FIG. 11 is a list in which essential components of the present invention are arranged in order of importance, and FIG. 12 is a list of components unique to molding a car trunk board as a product. As shown in FIG. 11, the breathable heat insulating member X is most preferably a non-woven fabric, and various other breathable sheets, breathable films and the like can be preferably used. In particular, in the case of the nonwoven fabric, the range of basis weight, 100 to 400 g / ^{m 2} is preferred. If it is less than 100 g, it becomes difficult to make skinless in the molding process, and if it exceeds 400 g, the cooling time is prolonged and productivity is lowered.

  Moreover, as a foaming method of the molten resin R, there are a method using a chemical foaming agent, a method using an inert gas such as carbon dioxide and nitrogen in a supercritical state, and the like.

  And when using a gas vent as an expansion | extension assistance means, the installation area has 10-90% of a peripheral part area. If it is less than 10%, the transferability and shape retention of the product are poor, and if it exceeds 90%, burrs are generated.

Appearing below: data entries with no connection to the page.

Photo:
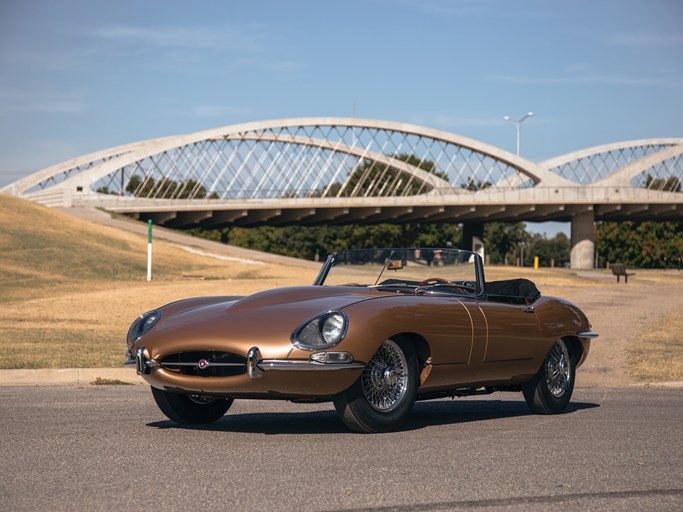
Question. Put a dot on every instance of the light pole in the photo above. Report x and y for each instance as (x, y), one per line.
(518, 123)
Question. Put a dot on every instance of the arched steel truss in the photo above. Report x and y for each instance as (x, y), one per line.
(390, 171)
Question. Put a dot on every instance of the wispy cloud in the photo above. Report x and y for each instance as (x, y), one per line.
(211, 111)
(249, 46)
(179, 37)
(47, 103)
(588, 79)
(646, 40)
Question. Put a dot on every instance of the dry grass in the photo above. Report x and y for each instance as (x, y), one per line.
(658, 355)
(71, 288)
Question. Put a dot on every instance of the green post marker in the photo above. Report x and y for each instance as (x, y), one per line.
(149, 250)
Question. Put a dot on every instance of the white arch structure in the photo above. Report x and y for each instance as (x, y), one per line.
(344, 170)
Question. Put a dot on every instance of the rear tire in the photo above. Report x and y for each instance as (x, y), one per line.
(191, 409)
(384, 395)
(550, 390)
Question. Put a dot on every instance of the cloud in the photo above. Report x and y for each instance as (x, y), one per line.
(47, 103)
(204, 111)
(179, 37)
(646, 40)
(588, 79)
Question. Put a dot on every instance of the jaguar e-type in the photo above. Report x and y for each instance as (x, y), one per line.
(377, 330)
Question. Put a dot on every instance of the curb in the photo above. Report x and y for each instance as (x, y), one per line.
(109, 376)
(69, 376)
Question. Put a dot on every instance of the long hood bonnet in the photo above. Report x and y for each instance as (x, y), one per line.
(265, 319)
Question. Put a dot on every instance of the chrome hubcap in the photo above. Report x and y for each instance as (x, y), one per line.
(385, 380)
(557, 369)
(200, 399)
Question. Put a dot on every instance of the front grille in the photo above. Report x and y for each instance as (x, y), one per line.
(216, 364)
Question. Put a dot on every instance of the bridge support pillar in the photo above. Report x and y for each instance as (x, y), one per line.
(470, 231)
(583, 240)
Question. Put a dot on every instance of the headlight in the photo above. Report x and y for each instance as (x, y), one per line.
(325, 331)
(142, 324)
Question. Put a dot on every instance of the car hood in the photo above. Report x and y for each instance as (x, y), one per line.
(235, 324)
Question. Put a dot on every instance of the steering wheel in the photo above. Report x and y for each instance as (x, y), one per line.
(433, 280)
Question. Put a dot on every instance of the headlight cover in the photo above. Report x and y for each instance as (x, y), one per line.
(141, 325)
(323, 331)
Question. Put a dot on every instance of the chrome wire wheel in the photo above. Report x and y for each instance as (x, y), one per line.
(558, 369)
(385, 379)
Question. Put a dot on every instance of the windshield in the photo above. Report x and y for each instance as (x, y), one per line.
(410, 270)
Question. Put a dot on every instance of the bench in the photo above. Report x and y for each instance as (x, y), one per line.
(619, 270)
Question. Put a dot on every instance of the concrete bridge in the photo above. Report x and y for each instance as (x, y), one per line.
(313, 171)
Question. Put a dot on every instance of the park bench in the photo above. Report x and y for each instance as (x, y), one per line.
(619, 270)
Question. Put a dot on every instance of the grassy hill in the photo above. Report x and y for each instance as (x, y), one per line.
(43, 247)
(70, 288)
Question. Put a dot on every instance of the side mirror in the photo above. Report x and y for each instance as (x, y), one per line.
(394, 264)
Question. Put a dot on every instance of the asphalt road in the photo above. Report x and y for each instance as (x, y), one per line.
(109, 448)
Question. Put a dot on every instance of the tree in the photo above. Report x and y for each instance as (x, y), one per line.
(640, 244)
(550, 250)
(503, 239)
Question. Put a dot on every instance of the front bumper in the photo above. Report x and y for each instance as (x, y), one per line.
(255, 365)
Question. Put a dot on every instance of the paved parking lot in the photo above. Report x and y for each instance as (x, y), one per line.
(109, 448)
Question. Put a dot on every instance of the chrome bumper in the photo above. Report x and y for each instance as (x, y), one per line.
(587, 334)
(255, 365)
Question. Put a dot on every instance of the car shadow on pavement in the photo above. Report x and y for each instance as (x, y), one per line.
(424, 415)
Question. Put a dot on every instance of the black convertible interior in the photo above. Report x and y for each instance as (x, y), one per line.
(513, 291)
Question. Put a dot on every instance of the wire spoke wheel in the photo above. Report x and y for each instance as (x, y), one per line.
(385, 392)
(557, 369)
(550, 390)
(385, 380)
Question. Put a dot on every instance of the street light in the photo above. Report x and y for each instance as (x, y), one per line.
(518, 122)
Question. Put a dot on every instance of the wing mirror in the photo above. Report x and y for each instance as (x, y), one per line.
(394, 264)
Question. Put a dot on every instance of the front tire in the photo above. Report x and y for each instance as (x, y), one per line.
(550, 390)
(190, 409)
(384, 395)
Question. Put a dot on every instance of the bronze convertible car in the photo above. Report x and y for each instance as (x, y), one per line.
(377, 330)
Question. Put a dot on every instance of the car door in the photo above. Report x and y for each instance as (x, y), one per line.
(513, 332)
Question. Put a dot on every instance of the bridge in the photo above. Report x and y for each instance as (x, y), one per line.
(313, 171)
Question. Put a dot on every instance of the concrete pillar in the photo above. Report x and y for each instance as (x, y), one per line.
(469, 231)
(583, 244)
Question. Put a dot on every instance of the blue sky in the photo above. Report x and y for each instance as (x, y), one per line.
(78, 76)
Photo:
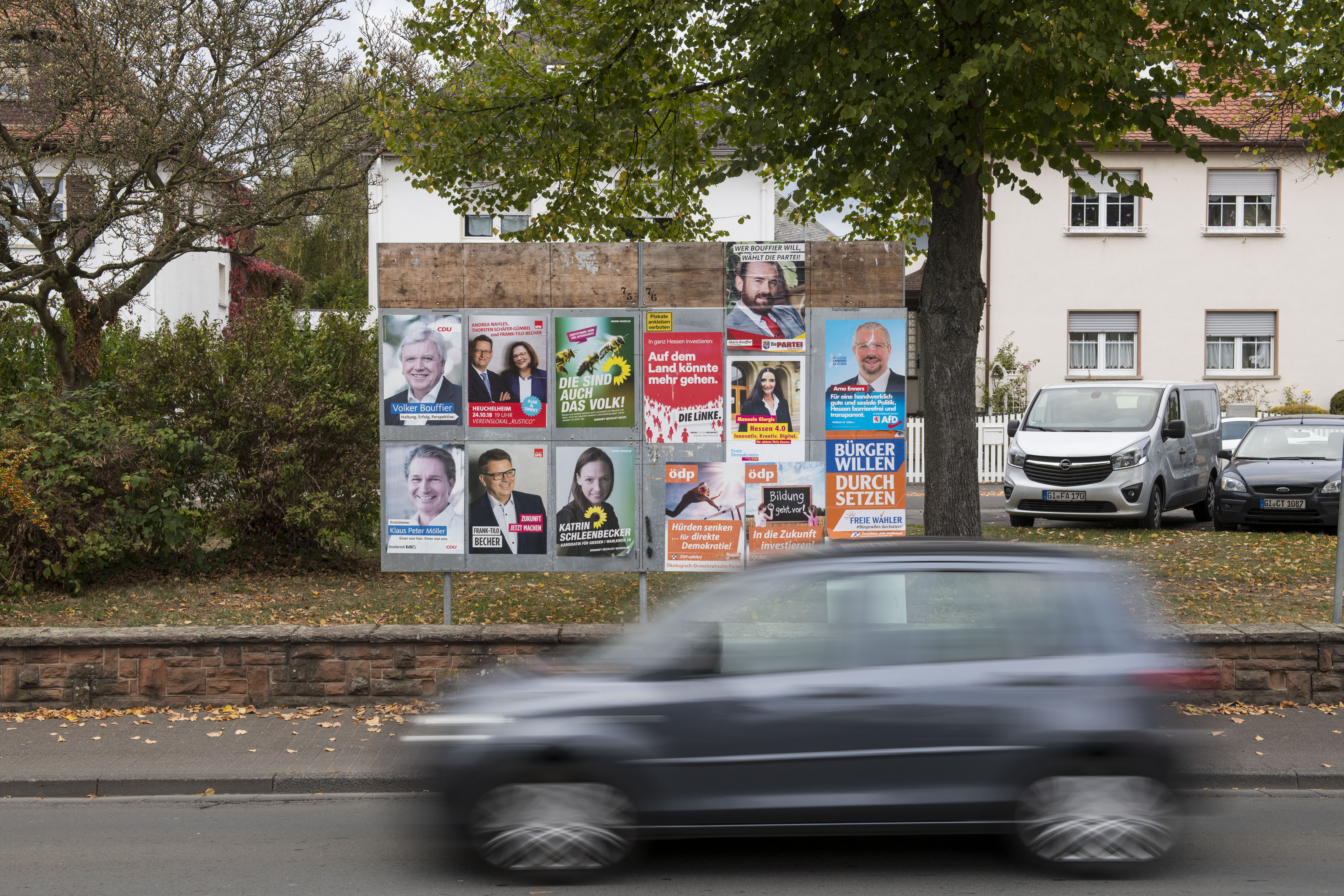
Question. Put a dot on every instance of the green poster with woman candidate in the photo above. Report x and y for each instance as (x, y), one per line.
(595, 369)
(595, 492)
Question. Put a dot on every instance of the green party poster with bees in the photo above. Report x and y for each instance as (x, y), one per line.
(595, 365)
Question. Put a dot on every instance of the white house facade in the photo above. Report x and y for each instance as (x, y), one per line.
(1229, 274)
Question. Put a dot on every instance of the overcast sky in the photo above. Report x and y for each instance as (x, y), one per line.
(349, 33)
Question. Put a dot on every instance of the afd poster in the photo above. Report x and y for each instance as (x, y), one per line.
(506, 371)
(421, 356)
(866, 483)
(785, 507)
(767, 289)
(767, 409)
(595, 371)
(683, 387)
(425, 487)
(703, 514)
(866, 385)
(507, 511)
(596, 495)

More preferably, the installation area is 50 to 70% of the peripheral area.

  When vacuum suction is used as the expansion assisting means, the suction force is preferably 245 KPa or less. When this range is exceeded, the diameter of the foamed cell and the variation in the cell diameter increase.

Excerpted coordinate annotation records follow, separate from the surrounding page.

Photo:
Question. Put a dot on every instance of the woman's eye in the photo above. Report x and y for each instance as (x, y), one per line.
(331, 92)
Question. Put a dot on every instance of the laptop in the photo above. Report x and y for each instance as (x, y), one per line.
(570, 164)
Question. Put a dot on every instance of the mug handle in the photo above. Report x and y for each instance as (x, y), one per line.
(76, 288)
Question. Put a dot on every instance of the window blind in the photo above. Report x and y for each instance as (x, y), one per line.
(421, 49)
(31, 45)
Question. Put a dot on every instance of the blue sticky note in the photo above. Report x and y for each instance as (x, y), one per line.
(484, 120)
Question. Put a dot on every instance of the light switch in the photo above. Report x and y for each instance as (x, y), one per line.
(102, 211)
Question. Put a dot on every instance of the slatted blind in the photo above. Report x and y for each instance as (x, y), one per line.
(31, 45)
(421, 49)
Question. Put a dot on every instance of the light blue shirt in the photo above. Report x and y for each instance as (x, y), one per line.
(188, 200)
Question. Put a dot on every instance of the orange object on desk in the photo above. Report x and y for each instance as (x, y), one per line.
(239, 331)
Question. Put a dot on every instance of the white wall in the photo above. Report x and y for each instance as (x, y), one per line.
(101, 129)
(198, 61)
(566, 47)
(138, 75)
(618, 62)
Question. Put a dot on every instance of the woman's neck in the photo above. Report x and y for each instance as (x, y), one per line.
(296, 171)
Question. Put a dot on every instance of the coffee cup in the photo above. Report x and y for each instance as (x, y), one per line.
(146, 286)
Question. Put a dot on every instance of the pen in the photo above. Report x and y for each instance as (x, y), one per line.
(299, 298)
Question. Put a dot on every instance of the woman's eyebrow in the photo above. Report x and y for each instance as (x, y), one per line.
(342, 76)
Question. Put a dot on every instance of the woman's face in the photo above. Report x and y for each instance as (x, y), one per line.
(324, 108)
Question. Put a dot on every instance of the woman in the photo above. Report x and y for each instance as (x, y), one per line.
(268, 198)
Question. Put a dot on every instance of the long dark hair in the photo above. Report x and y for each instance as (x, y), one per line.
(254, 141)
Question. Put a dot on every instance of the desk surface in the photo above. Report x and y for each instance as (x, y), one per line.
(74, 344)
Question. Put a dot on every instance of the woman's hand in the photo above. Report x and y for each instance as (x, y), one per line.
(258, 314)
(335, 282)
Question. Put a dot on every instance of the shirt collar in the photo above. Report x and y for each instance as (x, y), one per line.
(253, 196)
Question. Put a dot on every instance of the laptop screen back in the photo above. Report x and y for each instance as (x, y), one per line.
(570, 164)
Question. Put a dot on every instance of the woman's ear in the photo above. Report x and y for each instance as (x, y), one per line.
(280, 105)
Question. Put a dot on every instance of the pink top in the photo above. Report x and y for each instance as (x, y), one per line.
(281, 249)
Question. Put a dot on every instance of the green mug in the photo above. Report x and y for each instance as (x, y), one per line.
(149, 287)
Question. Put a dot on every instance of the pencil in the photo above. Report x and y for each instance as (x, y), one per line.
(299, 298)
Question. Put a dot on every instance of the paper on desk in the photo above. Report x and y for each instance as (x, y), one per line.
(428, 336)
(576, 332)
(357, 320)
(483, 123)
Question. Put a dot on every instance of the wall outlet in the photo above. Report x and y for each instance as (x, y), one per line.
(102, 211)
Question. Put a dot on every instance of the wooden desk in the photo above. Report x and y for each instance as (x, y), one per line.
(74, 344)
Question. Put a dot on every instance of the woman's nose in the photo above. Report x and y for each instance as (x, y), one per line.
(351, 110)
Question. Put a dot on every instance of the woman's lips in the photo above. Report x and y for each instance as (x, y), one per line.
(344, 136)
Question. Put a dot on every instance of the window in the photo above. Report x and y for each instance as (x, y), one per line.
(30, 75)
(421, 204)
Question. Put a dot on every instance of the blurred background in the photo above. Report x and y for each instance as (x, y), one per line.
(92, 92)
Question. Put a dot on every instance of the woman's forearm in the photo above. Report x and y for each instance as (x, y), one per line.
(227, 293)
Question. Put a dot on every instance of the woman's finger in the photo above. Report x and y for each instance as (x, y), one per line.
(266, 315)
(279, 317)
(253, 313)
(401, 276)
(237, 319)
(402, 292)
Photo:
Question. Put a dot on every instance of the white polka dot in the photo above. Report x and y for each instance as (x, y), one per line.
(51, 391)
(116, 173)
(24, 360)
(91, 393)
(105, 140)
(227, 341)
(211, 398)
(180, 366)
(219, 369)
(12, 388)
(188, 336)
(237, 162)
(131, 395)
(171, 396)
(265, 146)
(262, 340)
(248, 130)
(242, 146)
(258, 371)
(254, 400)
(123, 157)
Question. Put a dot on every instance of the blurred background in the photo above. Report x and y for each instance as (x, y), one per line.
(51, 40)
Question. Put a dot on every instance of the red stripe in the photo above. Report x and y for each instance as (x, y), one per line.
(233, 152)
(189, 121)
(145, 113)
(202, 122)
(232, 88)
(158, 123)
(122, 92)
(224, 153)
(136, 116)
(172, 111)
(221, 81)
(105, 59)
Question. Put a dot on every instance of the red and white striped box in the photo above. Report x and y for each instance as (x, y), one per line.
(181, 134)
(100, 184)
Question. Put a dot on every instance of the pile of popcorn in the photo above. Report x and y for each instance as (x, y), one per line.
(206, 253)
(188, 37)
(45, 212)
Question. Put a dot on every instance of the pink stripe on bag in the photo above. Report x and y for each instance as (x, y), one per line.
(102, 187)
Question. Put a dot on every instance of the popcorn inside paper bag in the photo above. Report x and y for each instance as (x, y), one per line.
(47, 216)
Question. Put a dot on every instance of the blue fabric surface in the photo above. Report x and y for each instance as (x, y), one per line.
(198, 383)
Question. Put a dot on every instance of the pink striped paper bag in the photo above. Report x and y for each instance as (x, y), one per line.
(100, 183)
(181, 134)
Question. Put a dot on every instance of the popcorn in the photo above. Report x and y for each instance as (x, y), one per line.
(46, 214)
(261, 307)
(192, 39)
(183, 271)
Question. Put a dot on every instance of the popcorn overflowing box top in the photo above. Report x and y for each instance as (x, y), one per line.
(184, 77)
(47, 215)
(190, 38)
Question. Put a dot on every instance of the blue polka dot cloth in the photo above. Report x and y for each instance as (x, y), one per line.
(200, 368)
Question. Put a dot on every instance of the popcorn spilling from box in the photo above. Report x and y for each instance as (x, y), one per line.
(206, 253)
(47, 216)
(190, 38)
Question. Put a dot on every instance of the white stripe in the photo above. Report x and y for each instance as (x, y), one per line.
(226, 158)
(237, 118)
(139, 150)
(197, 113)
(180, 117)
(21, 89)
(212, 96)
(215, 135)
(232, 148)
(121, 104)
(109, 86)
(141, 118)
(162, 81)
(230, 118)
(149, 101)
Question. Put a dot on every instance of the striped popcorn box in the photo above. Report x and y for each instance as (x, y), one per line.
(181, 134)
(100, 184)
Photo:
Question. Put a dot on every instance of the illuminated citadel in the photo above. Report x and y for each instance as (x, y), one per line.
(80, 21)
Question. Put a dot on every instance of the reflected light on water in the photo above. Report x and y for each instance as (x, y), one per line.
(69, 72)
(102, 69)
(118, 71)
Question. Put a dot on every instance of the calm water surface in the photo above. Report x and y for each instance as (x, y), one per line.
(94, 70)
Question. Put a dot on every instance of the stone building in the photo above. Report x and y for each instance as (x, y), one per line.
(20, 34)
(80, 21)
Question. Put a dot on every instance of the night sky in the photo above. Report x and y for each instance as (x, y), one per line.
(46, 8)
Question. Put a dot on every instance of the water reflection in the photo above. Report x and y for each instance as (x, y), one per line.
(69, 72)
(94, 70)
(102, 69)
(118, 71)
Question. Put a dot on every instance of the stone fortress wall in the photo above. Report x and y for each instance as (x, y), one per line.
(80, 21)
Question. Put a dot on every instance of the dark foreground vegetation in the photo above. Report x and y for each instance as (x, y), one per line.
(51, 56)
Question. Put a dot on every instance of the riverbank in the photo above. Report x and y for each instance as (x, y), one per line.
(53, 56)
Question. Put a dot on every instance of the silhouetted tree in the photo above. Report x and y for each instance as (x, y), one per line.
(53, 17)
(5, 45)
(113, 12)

  Furthermore, when partial pressurization with gas or molten resin is used as the expansion assisting means, the applied pressure is preferably 2.94 MPa or less. When this range is exceeded, tearing occurs significantly at the end of the product in the case of partial pressurization with gas, and in the case of partial pressurization with molten resin, the resin penetrates into areas other than the part to be partially pressurized. End up. For example, the inlet is formed in the fixed mold corresponding to the end portion of the foamable molten resin filled between the fixed mold and the movable mold. Here, if the pressure of the gas or the resin is appropriate, the gas or the resin press-fitted into the molten resin from the introduction port presses the end of the molten resin from the inside to the cavity surface. Shape retention is improved. However, when the pressure of the gas or resin exceeds the above range, the gas or resin that is press-fitted into the molten resin pushes through the surface layer or skin layer of the molten resin. This causes problems such as a decrease in shape retention.

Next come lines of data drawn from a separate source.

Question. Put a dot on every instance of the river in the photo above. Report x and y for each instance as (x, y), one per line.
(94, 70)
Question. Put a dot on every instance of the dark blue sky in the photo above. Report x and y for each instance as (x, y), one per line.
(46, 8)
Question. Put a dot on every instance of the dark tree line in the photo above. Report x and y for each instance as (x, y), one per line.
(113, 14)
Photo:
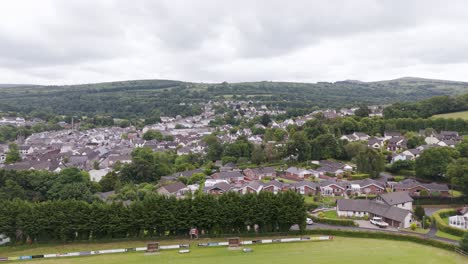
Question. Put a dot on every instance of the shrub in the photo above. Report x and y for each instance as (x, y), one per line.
(464, 242)
(442, 226)
(330, 221)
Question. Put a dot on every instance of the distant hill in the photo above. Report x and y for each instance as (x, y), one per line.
(9, 85)
(145, 98)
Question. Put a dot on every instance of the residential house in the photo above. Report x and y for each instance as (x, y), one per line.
(365, 186)
(396, 143)
(298, 174)
(333, 167)
(260, 173)
(391, 134)
(460, 221)
(414, 188)
(274, 186)
(356, 136)
(230, 176)
(375, 143)
(218, 188)
(251, 187)
(25, 150)
(394, 216)
(396, 199)
(174, 189)
(306, 187)
(332, 188)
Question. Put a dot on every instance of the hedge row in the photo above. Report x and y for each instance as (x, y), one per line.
(439, 200)
(442, 226)
(330, 221)
(355, 234)
(382, 235)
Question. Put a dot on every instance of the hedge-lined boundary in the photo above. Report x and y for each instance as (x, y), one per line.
(442, 226)
(330, 221)
(382, 235)
(439, 200)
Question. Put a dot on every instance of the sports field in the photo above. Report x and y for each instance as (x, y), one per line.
(462, 115)
(340, 250)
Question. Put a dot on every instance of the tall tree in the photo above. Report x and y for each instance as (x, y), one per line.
(370, 161)
(432, 164)
(13, 154)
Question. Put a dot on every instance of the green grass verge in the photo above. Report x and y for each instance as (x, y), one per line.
(417, 230)
(446, 235)
(340, 250)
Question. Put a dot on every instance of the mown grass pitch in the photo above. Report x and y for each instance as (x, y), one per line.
(340, 250)
(462, 115)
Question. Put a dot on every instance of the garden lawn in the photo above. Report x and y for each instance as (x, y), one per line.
(340, 250)
(446, 235)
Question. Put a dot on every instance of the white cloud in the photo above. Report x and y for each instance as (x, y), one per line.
(82, 41)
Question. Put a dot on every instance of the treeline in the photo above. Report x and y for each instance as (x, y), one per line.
(230, 213)
(39, 185)
(137, 99)
(428, 108)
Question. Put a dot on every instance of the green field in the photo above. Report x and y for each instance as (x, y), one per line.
(462, 115)
(340, 250)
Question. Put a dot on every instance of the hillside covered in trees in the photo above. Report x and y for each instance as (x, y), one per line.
(144, 98)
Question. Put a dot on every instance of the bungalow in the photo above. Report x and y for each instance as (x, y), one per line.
(396, 199)
(260, 173)
(187, 174)
(366, 186)
(412, 153)
(274, 186)
(414, 188)
(306, 187)
(400, 157)
(460, 221)
(356, 136)
(175, 189)
(332, 167)
(396, 143)
(218, 188)
(231, 176)
(391, 134)
(25, 150)
(297, 173)
(375, 143)
(394, 216)
(251, 187)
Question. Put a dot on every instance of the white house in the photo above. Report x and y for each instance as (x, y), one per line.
(460, 221)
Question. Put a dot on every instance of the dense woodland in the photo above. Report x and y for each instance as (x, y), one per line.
(147, 99)
(428, 108)
(230, 213)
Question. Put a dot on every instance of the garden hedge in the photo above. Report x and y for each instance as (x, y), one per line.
(330, 221)
(444, 227)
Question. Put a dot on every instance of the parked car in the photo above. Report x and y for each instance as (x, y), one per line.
(378, 222)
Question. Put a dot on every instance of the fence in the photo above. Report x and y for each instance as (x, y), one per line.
(166, 247)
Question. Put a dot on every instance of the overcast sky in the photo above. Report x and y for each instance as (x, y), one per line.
(83, 41)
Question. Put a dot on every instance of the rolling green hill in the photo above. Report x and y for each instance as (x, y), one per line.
(140, 98)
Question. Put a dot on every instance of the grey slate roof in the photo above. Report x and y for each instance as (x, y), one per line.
(396, 198)
(389, 212)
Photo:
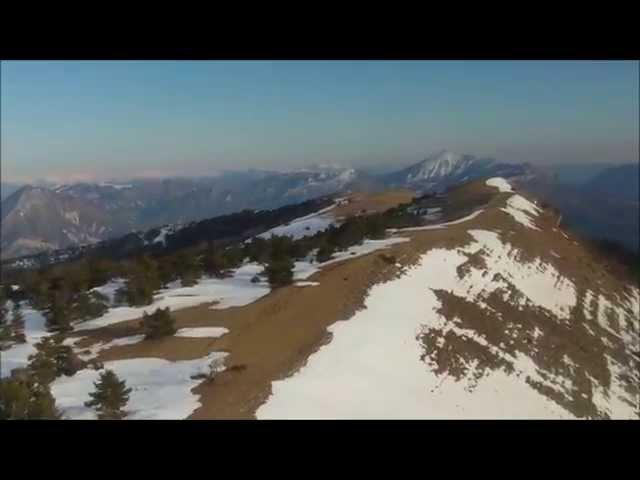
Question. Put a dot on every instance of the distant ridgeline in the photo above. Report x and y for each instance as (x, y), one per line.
(223, 229)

  Returning to FIG. 11, the mold clamping pressure reduction of the mold apparatus 20 is effective as a means for promoting (helping) the self-foaming of the molten resin R in the molding process after injection. In that case, the pressure of the mold clamping pressure is preferably 45 to 80% of the mold clamping pressure before decompression (that is, the original mold clamping pressure at the time of injection). If it is less than 45%, the weight variation of the product becomes large, and if it exceeds 80%, the transferability and shape retention of the product are deteriorated.

  In addition, as the reinforcing fiber to be contained in the molten resin R, for example, glass fiber, carbon fiber, nanofiber, natural fiber, and the like can be preferably used. In that case, the longer the fiber length, the greater the springback effect in the expansion process of FIGS.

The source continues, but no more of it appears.